Killer line: 18 seconds. “Basically douchebags are people that just kinda spritz their BS into the cosmic vagina of our world and they need to be stopped.” (maybe the best all-time line at Ignite).


Speaker: Kristina Halvorson (@halvorson)

Lesson: Make every effort to work George Clooney in your presentation

OK, I’m kidding. Don’t work Clooney into your presentation. But, what Kristina did with this prezo is something you can do at the corporate level, too. Make your presentations HUMAN. Give them a personal connection. And, even make a pop culture reference (Clooney) every once in a while. It’ll warm up your talk. And, it’ll allow you to connect with your audience that much more. Now see, if I would have done this presentation, the reference would have been for Jessica Biel, but that’s a whole nother story…

Killer line: One minute, 40 seconds. Note: She doesn’t even mention “his” name…

Speaker: Julio Ojeda-Zapata (@ojezap)

Lesson: Swearing never works (only if your name is Julio Ojeda-Zapata)

Ha–kidding again. What worked for Julio here is this: Julio is a well-respected, long-time reporter in Minneapolis/St. Paul. But, here he comes to Ignite and he drops a couple f-bombs in the first minute of his prezo. That’s out of character for him. He zigged instead of zagging. Think about your presentations the same way. Surprise your audience. Do something unexpected. Now, to be clear, I’m not suggesting you swear in your next presentation in front of your boss. Just do the unexpected.

Killer line: 2 minutes; “I’ve been trying to figure out why I like my AeroPress so fucking much” (the visual is actually what kills it here…)


Speaker: Jim Bernard (@bernardjim)

Lesson: Let your images carry a bit of the water

So we talked about the simplicity of slides with Missy’s presentation. But, what Jim did so well with his was allowing the visuals in his slides to do some of the talking for him (which is critical at Ignite, where you only have 15 seconds per slide). Think about how you could use visuals (instead of endless text) in your presentations to help you tell your story. Remember, your deck shouldn’t be a teleprompter–it should be a tool to help you tell a full story to your audience.

Killer line: 56 seconds; great visual that sums up Jim’s entire presentation and the ineptitude of his softball team.

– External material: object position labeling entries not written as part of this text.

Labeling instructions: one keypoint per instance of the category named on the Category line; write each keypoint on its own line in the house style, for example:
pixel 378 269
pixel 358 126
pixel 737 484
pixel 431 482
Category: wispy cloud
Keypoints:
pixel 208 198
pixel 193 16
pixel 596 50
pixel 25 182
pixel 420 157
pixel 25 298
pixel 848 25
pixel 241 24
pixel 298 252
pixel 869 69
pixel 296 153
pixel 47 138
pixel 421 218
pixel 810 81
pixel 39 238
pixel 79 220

Speaker: Mykl Roventine (@myklroventine)

Lesson: Bring the energy

A hat-tip to one of the founders of our local Ignite, Mykl brought great energy to his presentation on karaoke (a topic of which he is very familiar, for those who know in the Twin Cities). ¬†This is one of those lessons that should be obvious, but clearly is not based on the hundreds of presentations I’ve sat in over the course of my 18-plus year career. Even if your deck sucks. Even if you haven’t had that cup of coffee. Even if it is 6:30 a.m. Always. Bring. Energy.

Killer line: 4 seconds; “Hello Minneapolis!!!!!!!!!”